Influence of clinical factors on the haemolysis marker haptoglobin


  • This study was in part supported by Grant 10991 from the Österreichische Nationalbank (G.F.K.).

    Department of Blood Group Serology and Transfusion Medicine (G. F. Körmöczi, C. Buchta, W. R. Mayr, D. W. M. Schwartz, S. Panzer); Department of Internal Medicine III, Division of Nephrology and Dialysis (M. D. Säemann); Department of Internal Medicine IV, Division of Gastroenterology and Hepatology (M. Peck-Radosavljevic); Core Unit for Medical Statistics and Informatics (D. Dunkler); Institute of Medical and Chemical Laboratory Diagnostics (S. Spitzauer), Medical University of Vienna, Vienna, Austria.

Günther F. Körmöczi, MD, Department of Blood Group Serology and Transfusion Medicine, Medical University of Vienna, Währinger Gürtel 18-20, 1090 Vienna, Austria. Tel. +43 1 40400 5320; fax: +43 1 40400 5321; e-mail:


Background  Plasma haptoglobin determination is clinically used as parameter for haemolysis. To date, however, the influence of the mode of haemolysis (extravascular vs. intravascular) and of nonhaemolytic conditions on haptoglobin concentration and its reliability as a haemolysis marker remain poorly defined.
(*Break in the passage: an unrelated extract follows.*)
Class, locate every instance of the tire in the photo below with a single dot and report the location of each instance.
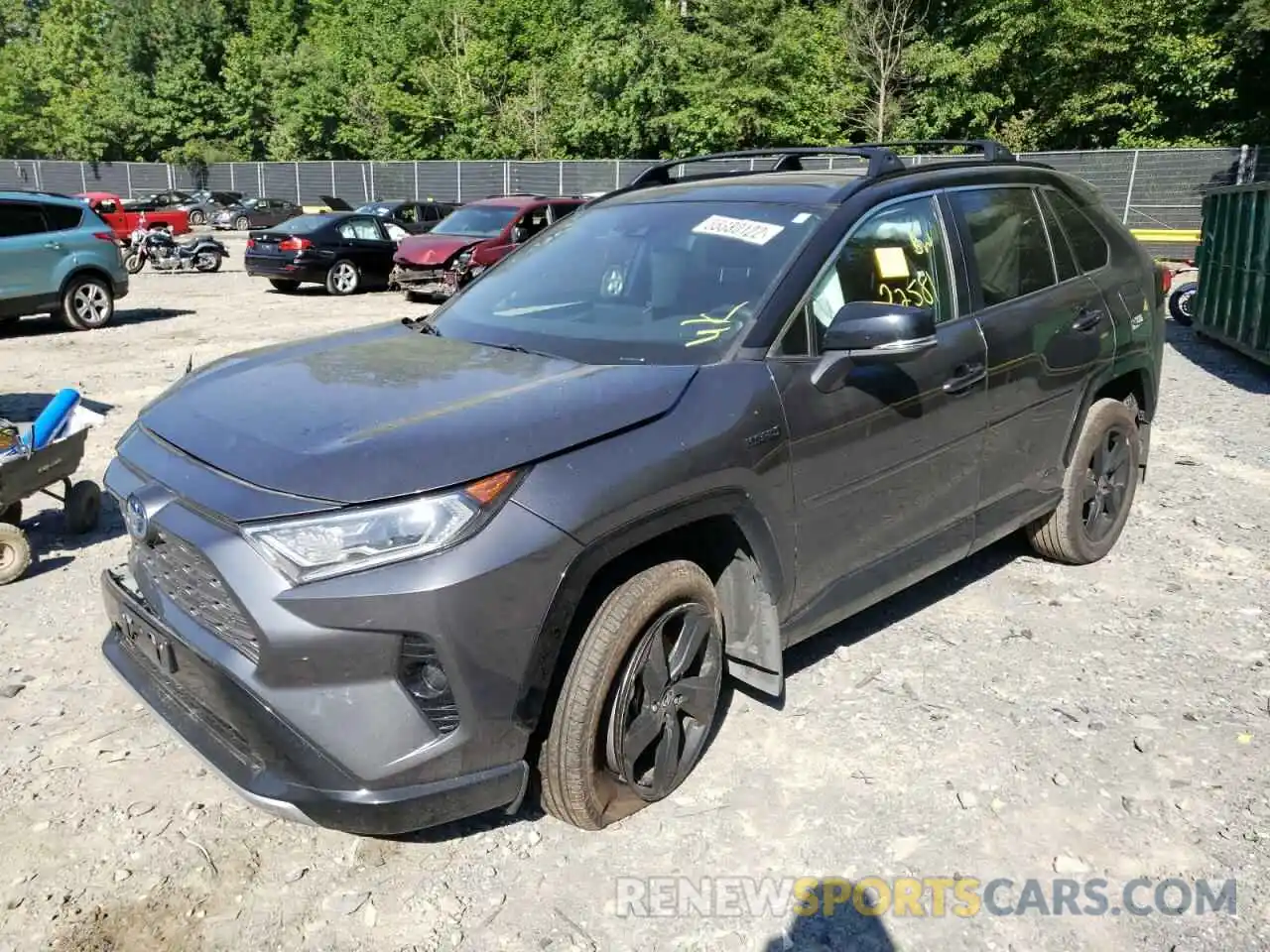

Materials and methods  In a total of 479 individuals, the influence of haemolytic and nonhaemolytic conditions on plasma haptoglobin levels was investigated.
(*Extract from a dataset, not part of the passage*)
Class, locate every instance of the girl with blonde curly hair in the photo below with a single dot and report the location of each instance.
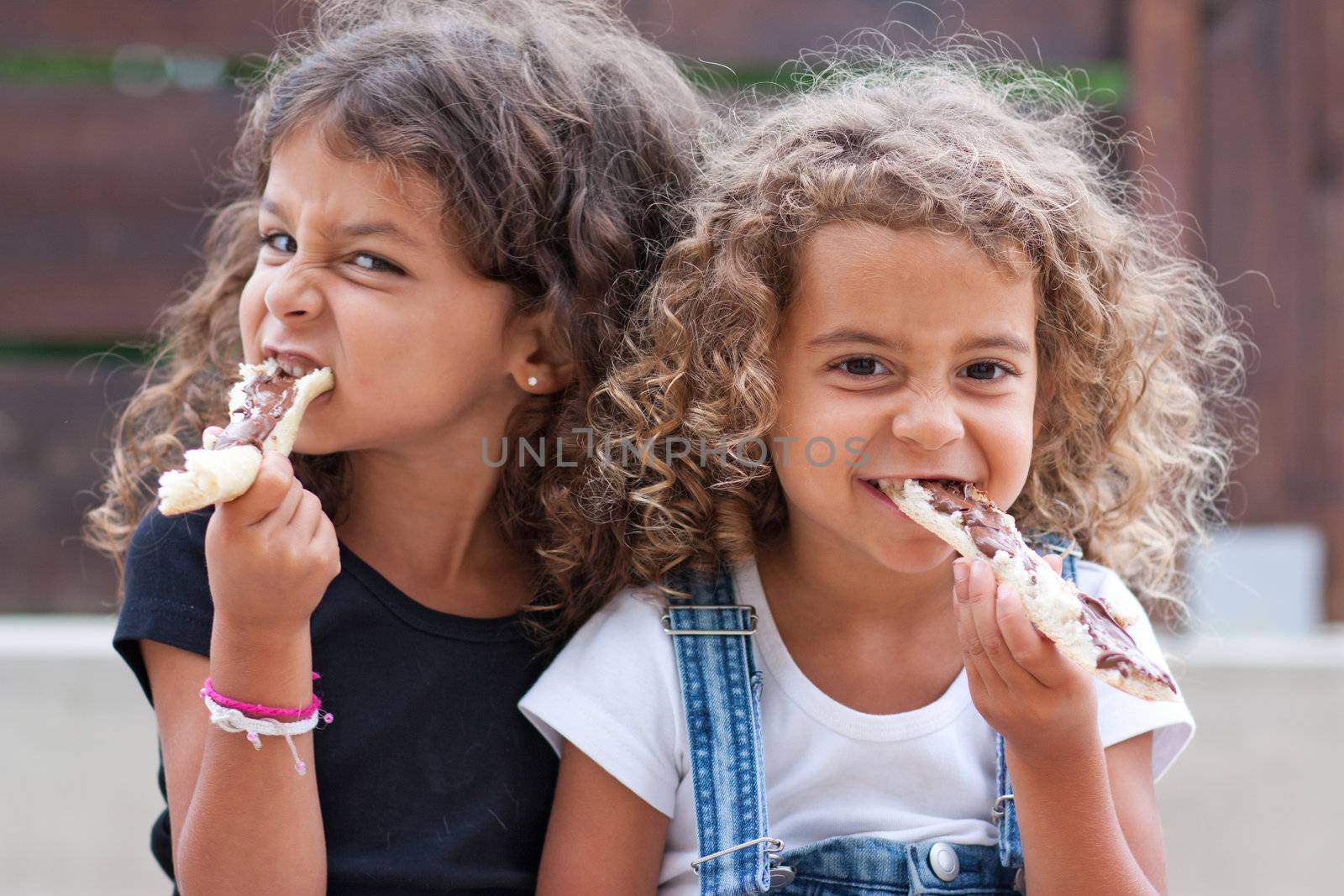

Results  All studied types of haemolytic disease (n = 16) were associated with markedly decreased plasma haptoglobin levels, without significant differences between intravascular vs. predominantly extravascular haemolysis. Diminished haptoglobin values were also observed in patients with liver cirrhosis, which normalized after liver transplantation. In contrast, markedly increased haptoglobin levels were found in patients with inflammation. In patients with haemolysis and a concomitant acute-phase response, however, haemolysis-dependent haptoglobin depletion was not attenuated. Interestingly, patients with a strongly positive direct antiglobulin test or high cold agglutinin titre but no further evidence for haemolysis had normal haptoglobin values. Likewise, anaemia owing to bone marrow failure, acute gastrointestinal or chronic diffuse blood loss, and end-stage kidney disease were associated with normal haptoglobin levels.

Conclusions  Plasma haptoglobin depletion is a reliable marker for the instant diagnosis of accelerated red cell destruction irrespective of the site of haemolysis or the presence of inflammation. The capacity of this parameter to predict haemolysis appears to be limited in patients with liver cirrhosis and decreased haptoglobin production only.